Former Lt. Gov. Yvonne Prettner Solon once complained that she and Dayton never talked, but that doesn't seem to be the case with Smith.
Smith says she never thought about becoming lieutenant governor -- she served as Dayton's chief of staff during his first term -- and she's yet to become a recognizable figure around the Capitol.
During a conversation with the sergeant at arms inside the Senate chambers at the beginning of this session, Smith says she was mistaken for a page.
"We were chatting and after a while he said, ‘Now, who are you? Are you one of the pages?'" Smith says. "Of course I laughed. I said, ‘This is great, because I'm 56 years old, so if he thinks I'm a page, I'm in good shape.' But, of course he was really embarrassed."
Fact is, Smith has been far from invisible. After serving as chief of staff, she was named Dayton's running mate last February and was visible on the campaign trail.
Now that she's lieutenant governor, she fills a role that the state constitution grants no powers or duties.
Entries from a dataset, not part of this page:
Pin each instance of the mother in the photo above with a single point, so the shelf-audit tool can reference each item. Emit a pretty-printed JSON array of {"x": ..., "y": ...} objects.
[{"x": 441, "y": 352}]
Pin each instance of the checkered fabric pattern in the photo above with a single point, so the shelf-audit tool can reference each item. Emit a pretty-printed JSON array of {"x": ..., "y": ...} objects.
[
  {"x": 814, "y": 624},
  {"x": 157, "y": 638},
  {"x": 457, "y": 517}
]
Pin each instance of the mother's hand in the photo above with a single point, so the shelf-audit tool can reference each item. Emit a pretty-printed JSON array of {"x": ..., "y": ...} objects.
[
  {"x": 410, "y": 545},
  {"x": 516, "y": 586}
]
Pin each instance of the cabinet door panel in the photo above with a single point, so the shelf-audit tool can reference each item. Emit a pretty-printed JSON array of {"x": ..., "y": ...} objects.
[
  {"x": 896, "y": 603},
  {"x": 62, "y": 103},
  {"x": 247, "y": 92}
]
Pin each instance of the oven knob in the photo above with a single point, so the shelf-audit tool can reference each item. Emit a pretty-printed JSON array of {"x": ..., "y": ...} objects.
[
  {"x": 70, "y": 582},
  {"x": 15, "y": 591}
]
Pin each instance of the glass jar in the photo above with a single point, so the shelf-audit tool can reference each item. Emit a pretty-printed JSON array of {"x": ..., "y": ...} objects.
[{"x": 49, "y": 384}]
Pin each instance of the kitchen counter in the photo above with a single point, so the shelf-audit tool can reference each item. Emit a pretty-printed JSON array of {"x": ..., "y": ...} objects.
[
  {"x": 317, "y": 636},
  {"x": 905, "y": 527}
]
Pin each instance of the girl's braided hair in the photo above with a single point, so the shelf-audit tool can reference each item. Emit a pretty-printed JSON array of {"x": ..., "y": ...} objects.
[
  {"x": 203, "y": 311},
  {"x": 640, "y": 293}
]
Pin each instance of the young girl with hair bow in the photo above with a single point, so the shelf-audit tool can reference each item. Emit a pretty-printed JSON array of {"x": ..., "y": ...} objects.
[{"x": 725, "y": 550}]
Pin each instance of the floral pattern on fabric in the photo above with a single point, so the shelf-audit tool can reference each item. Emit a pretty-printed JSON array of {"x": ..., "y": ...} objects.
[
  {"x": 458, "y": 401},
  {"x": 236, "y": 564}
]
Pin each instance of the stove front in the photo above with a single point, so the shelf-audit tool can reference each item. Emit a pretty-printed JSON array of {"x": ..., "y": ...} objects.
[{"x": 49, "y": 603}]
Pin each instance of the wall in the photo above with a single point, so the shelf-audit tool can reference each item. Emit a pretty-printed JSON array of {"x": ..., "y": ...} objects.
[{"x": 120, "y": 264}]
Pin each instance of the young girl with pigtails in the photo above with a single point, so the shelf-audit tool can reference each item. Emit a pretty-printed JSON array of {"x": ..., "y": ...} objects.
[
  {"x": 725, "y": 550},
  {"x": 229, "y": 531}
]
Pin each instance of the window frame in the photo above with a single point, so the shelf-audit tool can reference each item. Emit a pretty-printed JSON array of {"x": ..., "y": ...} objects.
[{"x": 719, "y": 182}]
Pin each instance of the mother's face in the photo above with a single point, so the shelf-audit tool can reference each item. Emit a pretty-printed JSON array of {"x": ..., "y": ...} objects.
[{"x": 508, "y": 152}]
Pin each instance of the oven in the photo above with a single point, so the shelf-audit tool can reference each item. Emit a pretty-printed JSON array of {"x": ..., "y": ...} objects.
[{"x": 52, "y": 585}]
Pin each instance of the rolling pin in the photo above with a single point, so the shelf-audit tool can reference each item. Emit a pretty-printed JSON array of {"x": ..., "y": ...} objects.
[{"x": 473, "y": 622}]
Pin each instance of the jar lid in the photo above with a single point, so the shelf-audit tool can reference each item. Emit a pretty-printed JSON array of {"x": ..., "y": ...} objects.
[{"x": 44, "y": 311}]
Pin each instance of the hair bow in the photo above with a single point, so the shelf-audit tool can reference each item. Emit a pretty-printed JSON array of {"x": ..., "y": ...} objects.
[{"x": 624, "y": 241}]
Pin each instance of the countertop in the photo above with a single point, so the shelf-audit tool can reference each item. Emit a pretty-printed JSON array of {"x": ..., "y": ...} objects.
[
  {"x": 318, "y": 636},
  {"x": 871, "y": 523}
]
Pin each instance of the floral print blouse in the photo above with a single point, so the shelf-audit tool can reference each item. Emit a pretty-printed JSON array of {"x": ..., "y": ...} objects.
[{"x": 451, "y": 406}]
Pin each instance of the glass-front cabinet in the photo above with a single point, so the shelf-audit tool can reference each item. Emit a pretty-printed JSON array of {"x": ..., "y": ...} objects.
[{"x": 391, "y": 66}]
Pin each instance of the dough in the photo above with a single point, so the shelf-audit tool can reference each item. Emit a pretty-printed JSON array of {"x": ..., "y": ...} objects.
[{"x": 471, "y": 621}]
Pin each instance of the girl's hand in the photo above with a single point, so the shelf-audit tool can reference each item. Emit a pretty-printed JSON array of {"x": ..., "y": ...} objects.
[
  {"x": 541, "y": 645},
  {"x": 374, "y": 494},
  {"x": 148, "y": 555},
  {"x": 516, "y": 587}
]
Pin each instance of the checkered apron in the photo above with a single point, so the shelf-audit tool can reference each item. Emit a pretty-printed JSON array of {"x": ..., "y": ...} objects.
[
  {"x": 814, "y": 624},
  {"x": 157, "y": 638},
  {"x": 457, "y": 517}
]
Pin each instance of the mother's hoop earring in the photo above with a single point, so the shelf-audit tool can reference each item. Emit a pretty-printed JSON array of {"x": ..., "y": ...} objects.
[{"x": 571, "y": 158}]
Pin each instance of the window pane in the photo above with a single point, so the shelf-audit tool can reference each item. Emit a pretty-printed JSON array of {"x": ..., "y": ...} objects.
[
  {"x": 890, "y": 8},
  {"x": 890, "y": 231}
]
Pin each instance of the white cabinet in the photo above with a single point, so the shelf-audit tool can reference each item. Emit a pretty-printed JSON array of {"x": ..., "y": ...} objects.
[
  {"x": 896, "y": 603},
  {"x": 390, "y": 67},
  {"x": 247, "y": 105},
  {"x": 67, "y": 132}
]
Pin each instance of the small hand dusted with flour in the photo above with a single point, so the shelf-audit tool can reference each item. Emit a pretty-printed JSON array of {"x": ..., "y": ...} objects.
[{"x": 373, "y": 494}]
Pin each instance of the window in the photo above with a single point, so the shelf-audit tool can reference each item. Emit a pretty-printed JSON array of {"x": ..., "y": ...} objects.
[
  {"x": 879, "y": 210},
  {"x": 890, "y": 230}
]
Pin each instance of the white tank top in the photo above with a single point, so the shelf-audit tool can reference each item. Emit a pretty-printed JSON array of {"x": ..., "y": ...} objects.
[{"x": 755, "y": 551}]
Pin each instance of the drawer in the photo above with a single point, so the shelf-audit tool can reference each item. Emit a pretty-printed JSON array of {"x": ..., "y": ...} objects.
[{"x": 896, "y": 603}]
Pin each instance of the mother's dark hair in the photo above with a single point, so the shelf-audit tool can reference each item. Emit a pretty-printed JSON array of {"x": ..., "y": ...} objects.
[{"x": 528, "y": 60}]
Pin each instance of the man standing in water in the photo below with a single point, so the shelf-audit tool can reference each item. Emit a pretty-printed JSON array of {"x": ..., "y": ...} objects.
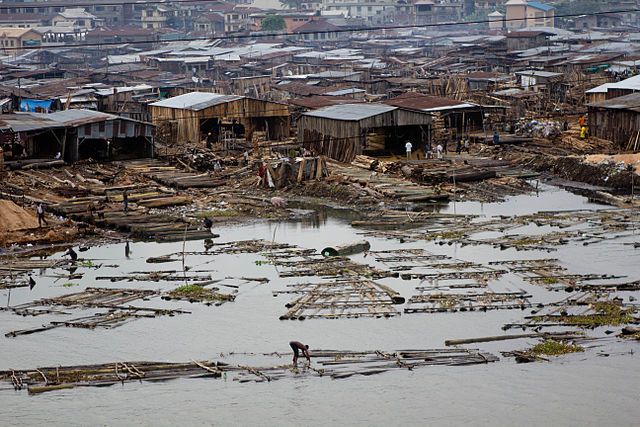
[{"x": 297, "y": 346}]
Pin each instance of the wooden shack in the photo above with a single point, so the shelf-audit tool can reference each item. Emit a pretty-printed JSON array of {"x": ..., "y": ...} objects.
[
  {"x": 190, "y": 117},
  {"x": 343, "y": 131},
  {"x": 77, "y": 134},
  {"x": 616, "y": 120}
]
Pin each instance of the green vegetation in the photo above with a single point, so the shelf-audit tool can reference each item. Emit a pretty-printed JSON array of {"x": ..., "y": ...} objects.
[
  {"x": 273, "y": 22},
  {"x": 197, "y": 292},
  {"x": 213, "y": 214},
  {"x": 554, "y": 348},
  {"x": 87, "y": 263},
  {"x": 606, "y": 313},
  {"x": 292, "y": 4}
]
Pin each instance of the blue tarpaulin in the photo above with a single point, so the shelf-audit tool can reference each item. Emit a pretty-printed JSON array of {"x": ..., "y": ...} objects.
[{"x": 35, "y": 105}]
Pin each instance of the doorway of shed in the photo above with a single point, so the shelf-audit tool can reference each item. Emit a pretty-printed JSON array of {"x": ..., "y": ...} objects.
[{"x": 391, "y": 140}]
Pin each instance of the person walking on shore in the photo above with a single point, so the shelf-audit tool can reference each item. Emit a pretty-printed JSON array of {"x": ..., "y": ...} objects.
[
  {"x": 41, "y": 217},
  {"x": 408, "y": 147},
  {"x": 125, "y": 200}
]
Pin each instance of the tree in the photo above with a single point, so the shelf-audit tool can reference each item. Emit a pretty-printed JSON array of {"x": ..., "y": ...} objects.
[
  {"x": 273, "y": 23},
  {"x": 292, "y": 4}
]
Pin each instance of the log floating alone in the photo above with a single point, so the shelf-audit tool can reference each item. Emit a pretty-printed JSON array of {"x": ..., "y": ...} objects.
[{"x": 346, "y": 249}]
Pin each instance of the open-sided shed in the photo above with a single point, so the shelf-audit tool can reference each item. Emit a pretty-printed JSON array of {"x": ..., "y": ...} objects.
[
  {"x": 343, "y": 131},
  {"x": 76, "y": 134},
  {"x": 189, "y": 117},
  {"x": 617, "y": 120}
]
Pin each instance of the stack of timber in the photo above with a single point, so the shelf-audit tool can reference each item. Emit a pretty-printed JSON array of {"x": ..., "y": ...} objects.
[
  {"x": 145, "y": 226},
  {"x": 383, "y": 185},
  {"x": 173, "y": 177},
  {"x": 365, "y": 162},
  {"x": 285, "y": 172},
  {"x": 340, "y": 149}
]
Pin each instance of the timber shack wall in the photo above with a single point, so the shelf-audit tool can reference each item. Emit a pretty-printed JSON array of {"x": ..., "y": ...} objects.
[
  {"x": 615, "y": 125},
  {"x": 183, "y": 125}
]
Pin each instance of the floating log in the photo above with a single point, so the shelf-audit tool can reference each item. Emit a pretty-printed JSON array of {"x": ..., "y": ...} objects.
[
  {"x": 347, "y": 249},
  {"x": 509, "y": 337}
]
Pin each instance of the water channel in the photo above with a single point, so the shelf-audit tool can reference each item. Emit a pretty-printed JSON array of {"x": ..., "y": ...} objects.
[{"x": 597, "y": 387}]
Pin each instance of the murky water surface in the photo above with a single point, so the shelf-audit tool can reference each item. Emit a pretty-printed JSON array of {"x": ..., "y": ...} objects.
[{"x": 598, "y": 387}]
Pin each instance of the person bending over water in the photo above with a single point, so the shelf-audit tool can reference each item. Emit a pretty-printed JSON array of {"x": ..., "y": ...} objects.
[{"x": 297, "y": 346}]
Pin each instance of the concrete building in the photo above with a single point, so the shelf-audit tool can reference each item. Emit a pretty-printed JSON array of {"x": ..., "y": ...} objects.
[
  {"x": 13, "y": 38},
  {"x": 78, "y": 18},
  {"x": 523, "y": 14}
]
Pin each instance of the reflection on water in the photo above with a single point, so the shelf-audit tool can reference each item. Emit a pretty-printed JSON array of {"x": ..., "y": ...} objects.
[{"x": 578, "y": 389}]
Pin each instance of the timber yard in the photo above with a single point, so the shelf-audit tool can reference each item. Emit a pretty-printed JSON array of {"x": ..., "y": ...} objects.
[{"x": 437, "y": 198}]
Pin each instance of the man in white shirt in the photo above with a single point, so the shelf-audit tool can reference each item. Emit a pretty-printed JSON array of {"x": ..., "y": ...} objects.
[{"x": 408, "y": 146}]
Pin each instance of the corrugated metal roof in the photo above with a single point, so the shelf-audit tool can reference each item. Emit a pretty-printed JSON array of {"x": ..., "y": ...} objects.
[
  {"x": 195, "y": 101},
  {"x": 23, "y": 123},
  {"x": 344, "y": 92},
  {"x": 28, "y": 121},
  {"x": 537, "y": 73},
  {"x": 351, "y": 111},
  {"x": 424, "y": 102},
  {"x": 627, "y": 102}
]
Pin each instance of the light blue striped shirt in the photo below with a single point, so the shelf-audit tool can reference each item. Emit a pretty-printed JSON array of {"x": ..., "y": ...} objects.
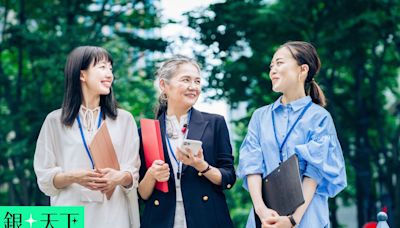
[{"x": 313, "y": 139}]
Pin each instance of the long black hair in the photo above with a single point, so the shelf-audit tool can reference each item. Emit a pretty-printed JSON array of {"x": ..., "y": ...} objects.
[{"x": 80, "y": 59}]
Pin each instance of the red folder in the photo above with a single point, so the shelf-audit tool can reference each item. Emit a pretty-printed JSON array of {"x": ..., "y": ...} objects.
[{"x": 152, "y": 146}]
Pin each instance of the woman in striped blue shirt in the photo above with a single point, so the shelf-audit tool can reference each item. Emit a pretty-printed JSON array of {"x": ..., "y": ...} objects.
[{"x": 302, "y": 127}]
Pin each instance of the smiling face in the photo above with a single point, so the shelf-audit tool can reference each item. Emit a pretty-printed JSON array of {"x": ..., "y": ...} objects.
[
  {"x": 285, "y": 73},
  {"x": 98, "y": 78},
  {"x": 184, "y": 88}
]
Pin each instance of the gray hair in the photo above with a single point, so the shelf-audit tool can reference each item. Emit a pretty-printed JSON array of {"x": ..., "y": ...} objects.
[{"x": 166, "y": 72}]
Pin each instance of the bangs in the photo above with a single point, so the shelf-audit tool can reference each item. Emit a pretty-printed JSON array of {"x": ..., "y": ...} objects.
[{"x": 100, "y": 54}]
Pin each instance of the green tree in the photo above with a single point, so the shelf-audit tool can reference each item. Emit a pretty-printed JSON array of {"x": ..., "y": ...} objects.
[
  {"x": 358, "y": 42},
  {"x": 36, "y": 37}
]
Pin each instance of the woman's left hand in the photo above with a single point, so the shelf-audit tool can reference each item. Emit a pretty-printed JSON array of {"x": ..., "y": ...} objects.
[
  {"x": 187, "y": 158},
  {"x": 112, "y": 178},
  {"x": 277, "y": 222}
]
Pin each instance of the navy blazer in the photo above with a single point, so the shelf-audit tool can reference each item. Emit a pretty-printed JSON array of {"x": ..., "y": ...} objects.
[{"x": 204, "y": 202}]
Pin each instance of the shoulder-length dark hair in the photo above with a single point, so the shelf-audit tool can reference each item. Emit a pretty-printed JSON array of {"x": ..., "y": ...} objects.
[{"x": 80, "y": 59}]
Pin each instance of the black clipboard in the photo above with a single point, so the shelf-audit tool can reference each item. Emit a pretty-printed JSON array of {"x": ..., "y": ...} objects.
[{"x": 281, "y": 189}]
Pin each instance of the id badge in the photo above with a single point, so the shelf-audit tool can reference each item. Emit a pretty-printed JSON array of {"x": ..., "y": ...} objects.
[{"x": 90, "y": 196}]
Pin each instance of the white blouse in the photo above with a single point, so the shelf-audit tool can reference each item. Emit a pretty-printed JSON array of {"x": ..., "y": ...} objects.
[{"x": 60, "y": 149}]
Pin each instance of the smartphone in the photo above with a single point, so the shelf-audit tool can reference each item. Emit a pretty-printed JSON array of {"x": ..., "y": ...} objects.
[{"x": 193, "y": 145}]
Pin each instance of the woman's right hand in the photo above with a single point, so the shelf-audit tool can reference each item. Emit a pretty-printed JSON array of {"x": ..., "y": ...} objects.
[
  {"x": 159, "y": 170},
  {"x": 263, "y": 212},
  {"x": 90, "y": 179}
]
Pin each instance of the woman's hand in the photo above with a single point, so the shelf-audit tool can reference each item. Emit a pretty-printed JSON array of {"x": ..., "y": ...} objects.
[
  {"x": 265, "y": 213},
  {"x": 187, "y": 158},
  {"x": 276, "y": 222},
  {"x": 159, "y": 170},
  {"x": 89, "y": 179},
  {"x": 111, "y": 179}
]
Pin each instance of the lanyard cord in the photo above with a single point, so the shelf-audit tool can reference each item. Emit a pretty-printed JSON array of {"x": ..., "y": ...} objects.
[{"x": 83, "y": 137}]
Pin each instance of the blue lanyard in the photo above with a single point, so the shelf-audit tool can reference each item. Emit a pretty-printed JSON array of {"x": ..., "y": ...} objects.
[
  {"x": 290, "y": 130},
  {"x": 83, "y": 137},
  {"x": 169, "y": 143}
]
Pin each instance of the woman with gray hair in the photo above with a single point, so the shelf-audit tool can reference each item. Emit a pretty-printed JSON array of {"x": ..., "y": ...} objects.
[{"x": 196, "y": 179}]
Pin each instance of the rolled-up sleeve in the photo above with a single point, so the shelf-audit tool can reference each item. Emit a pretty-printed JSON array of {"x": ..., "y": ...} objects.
[
  {"x": 324, "y": 158},
  {"x": 250, "y": 154},
  {"x": 225, "y": 157},
  {"x": 44, "y": 162}
]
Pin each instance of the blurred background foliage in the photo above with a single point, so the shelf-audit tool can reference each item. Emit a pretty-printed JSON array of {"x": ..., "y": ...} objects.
[{"x": 358, "y": 42}]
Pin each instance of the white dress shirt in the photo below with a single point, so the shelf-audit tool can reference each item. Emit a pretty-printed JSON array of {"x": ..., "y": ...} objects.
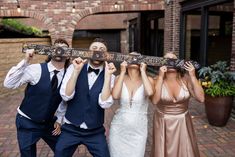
[
  {"x": 91, "y": 80},
  {"x": 24, "y": 73}
]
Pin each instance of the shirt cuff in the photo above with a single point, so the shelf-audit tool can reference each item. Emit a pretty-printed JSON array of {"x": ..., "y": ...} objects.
[{"x": 107, "y": 103}]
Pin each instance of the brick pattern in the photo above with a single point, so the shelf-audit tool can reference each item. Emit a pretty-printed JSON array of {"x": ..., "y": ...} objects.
[{"x": 58, "y": 15}]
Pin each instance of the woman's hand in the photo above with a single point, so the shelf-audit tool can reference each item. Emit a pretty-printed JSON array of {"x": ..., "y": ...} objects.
[
  {"x": 143, "y": 67},
  {"x": 29, "y": 55}
]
Many of her predecessors have floundered, but Smith doesn't plan to follow suit.
"The idea of really playing a senior role and an ambassador for the governor is one that I'm very interested in," Smith says. "And in addition, as a former business person myself, I'm very excited to keep on working on jobs and economic development issues. And so that's a great role and we don't need a constitution to define that for us."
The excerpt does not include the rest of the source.